French filmmaker Bruno Dumont deliberately flaunts nearly every convention of the horror genre in the experimental Twentynine Palms. But it's a film that fails to entertain and leaves its audience short-changed, disgusted and bewildered. The story follows two cross-cultural lovers (American David Wissak and Russian Katia Golubeva) as they journey through the barren Joshua Tree desert of California. Along the way they make love, squabble and dawdle for what seems like an eternity as a shocking, unheralded climax approaches.
The action between the two protagonists is consistently undramatic. Torpid, disjointed dialogue and laughably uninvolved sex scenes take centre stage, while brutal editing cuts out any tension or emotion.

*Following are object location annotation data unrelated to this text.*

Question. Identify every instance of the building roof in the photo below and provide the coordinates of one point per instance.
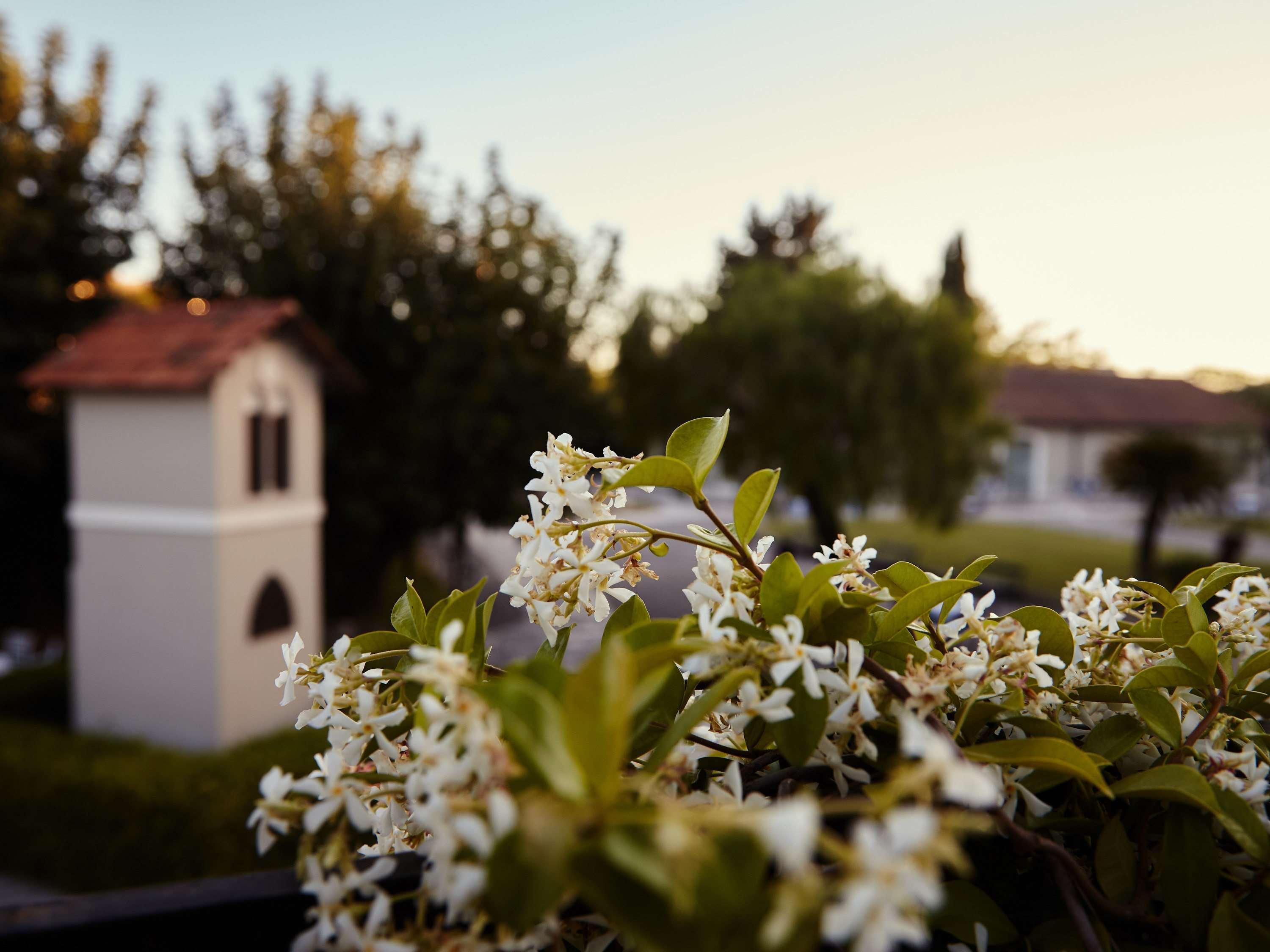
(171, 349)
(1071, 399)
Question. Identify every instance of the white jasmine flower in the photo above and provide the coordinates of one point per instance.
(961, 781)
(886, 903)
(789, 829)
(293, 667)
(773, 709)
(795, 655)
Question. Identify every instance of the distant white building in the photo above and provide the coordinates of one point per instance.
(1066, 421)
(196, 508)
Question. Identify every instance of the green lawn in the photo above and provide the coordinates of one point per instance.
(1037, 560)
(87, 813)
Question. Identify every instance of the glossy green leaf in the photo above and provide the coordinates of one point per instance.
(534, 728)
(1043, 754)
(779, 591)
(1114, 737)
(919, 602)
(1170, 673)
(1231, 930)
(597, 711)
(1160, 715)
(1157, 592)
(1244, 824)
(752, 501)
(1115, 864)
(1199, 654)
(698, 442)
(628, 615)
(1056, 634)
(1221, 579)
(1251, 667)
(661, 471)
(521, 888)
(696, 713)
(1189, 872)
(972, 572)
(901, 578)
(1175, 784)
(555, 653)
(964, 905)
(797, 738)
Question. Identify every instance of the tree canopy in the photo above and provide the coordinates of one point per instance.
(69, 209)
(863, 393)
(461, 319)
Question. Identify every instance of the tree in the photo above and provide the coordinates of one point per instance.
(1164, 470)
(461, 322)
(69, 210)
(860, 391)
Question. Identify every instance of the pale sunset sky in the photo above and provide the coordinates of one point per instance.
(1108, 162)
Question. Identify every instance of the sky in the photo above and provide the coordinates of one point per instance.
(1109, 163)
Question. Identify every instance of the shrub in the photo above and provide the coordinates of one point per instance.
(89, 813)
(835, 757)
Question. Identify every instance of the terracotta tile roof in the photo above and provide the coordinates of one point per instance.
(1048, 396)
(168, 348)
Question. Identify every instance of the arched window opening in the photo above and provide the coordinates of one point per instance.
(272, 610)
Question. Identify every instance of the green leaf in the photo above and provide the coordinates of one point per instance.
(597, 710)
(798, 737)
(1221, 579)
(752, 501)
(1041, 753)
(1189, 874)
(477, 649)
(521, 888)
(658, 697)
(919, 602)
(373, 643)
(780, 588)
(1242, 823)
(1175, 784)
(409, 615)
(628, 615)
(534, 728)
(1175, 627)
(1199, 654)
(1159, 715)
(661, 471)
(1114, 862)
(972, 572)
(696, 713)
(555, 653)
(1208, 572)
(1235, 931)
(1157, 592)
(1056, 634)
(817, 584)
(1170, 673)
(901, 578)
(1103, 695)
(964, 905)
(1114, 737)
(1251, 667)
(696, 443)
(1038, 728)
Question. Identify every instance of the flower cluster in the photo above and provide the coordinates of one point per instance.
(801, 759)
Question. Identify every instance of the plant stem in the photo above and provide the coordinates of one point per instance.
(723, 748)
(742, 554)
(1075, 911)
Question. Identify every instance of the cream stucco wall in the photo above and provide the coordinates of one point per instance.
(172, 549)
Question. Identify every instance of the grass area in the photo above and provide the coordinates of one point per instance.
(88, 813)
(1035, 560)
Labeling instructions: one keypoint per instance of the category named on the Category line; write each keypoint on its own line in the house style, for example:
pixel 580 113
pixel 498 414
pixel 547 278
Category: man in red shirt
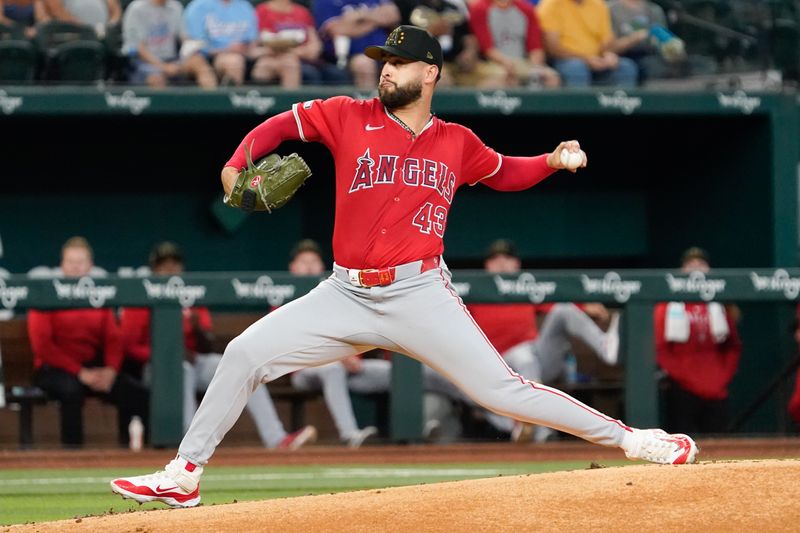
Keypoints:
pixel 397 168
pixel 698 348
pixel 78 353
pixel 200 361
pixel 794 401
pixel 510 38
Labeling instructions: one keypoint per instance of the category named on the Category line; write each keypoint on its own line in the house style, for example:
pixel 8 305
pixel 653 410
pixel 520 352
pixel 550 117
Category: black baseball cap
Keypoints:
pixel 409 42
pixel 695 252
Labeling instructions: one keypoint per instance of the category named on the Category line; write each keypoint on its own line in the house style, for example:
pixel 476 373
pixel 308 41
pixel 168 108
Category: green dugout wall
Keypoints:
pixel 127 168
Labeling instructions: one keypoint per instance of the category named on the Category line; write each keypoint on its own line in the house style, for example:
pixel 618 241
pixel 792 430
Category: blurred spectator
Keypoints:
pixel 510 38
pixel 332 378
pixel 578 37
pixel 538 356
pixel 151 30
pixel 640 27
pixel 99 14
pixel 25 13
pixel 290 41
pixel 199 361
pixel 794 402
pixel 227 33
pixel 698 348
pixel 348 27
pixel 78 353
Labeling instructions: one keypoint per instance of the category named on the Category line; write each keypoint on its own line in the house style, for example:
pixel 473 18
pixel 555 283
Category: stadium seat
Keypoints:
pixel 71 53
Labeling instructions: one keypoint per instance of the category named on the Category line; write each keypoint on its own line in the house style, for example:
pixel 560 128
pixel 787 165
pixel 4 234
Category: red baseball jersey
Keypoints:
pixel 70 338
pixel 700 365
pixel 393 189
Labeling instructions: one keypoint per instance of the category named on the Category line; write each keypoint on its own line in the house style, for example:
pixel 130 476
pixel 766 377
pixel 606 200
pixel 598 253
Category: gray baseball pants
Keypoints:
pixel 422 317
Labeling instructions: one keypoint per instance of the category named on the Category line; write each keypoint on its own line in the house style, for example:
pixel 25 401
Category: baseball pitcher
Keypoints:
pixel 397 169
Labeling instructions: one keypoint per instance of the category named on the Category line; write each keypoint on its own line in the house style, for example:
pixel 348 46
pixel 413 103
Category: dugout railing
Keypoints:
pixel 634 291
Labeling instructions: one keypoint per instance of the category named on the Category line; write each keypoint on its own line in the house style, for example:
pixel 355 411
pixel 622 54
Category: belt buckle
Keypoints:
pixel 377 277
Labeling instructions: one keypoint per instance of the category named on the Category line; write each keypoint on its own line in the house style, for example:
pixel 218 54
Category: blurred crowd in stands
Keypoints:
pixel 487 44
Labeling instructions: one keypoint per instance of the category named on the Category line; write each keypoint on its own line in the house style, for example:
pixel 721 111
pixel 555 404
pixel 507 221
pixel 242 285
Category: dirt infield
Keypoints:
pixel 710 496
pixel 735 448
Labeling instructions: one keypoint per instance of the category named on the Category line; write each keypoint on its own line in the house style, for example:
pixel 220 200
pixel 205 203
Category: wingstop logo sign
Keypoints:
pixel 175 289
pixel 263 289
pixel 10 295
pixel 85 289
pixel 696 283
pixel 613 284
pixel 526 284
pixel 780 282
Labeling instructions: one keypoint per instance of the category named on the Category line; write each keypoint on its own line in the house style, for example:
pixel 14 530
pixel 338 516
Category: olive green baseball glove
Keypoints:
pixel 269 184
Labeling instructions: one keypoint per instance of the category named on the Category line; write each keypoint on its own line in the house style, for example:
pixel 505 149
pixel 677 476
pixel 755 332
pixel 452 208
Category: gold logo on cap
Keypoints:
pixel 396 37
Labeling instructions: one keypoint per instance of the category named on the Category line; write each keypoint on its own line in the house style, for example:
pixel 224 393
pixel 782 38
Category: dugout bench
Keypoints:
pixel 636 291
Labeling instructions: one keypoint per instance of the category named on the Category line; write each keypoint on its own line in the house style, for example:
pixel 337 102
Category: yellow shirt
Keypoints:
pixel 582 26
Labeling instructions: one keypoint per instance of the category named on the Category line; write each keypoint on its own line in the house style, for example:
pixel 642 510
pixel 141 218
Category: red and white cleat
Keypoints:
pixel 178 485
pixel 658 446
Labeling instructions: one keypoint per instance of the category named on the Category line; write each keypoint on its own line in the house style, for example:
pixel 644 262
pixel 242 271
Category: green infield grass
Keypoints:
pixel 38 495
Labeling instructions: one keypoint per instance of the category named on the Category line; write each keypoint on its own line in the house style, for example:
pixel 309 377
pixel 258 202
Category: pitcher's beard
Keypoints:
pixel 400 96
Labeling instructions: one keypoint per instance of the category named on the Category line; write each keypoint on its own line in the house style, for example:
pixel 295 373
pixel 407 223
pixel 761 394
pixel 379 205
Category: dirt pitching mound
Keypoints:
pixel 712 496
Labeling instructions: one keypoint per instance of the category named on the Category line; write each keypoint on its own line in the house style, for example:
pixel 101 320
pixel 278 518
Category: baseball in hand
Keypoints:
pixel 571 160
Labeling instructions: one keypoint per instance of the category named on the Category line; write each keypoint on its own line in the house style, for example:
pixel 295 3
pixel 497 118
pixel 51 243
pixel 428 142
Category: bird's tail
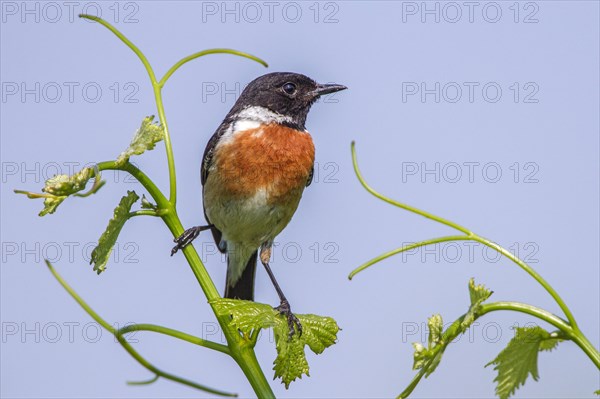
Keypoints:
pixel 239 283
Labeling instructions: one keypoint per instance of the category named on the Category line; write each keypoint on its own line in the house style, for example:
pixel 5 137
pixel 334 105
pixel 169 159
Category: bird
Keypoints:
pixel 254 171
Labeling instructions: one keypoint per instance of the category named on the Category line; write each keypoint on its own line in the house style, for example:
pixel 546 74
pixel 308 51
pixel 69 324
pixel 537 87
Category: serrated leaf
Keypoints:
pixel 519 359
pixel 426 360
pixel 318 333
pixel 59 187
pixel 107 240
pixel 246 315
pixel 144 139
pixel 290 362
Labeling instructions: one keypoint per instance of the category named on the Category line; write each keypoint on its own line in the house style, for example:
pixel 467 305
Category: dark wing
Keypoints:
pixel 206 165
pixel 310 176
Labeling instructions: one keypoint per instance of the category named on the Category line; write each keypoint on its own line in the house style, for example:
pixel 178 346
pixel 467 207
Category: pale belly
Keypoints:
pixel 251 220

Dumont tries to create a feeling of suspense based on paranoia. A boundless, unpopulated desert landscape and scenes most kindly described as banal and lifeless are not the traditional prelude to horror. But Twentynine Palms, with its allusions to American isolationism, presumes that we'll find a way to feel threatened, even in such a vacuum.
"THE SHOCKS FEEL TACKED ON"
Although descriptions of the film's climax would undermine its central idea, it is safe to say it delivers two shocks. But these are shocks of the most graphic and unsophisticated kind, and they feel tacked-on, as if they were not part of the same film. Dumont has attempted something very different by dumping the usual smoke-and-mirrors of horror movies, but he has failed to replace the parts taken away with anything similarly effective. To the uninvolved and bored, the ending comes as a final hammer blow of disappointment.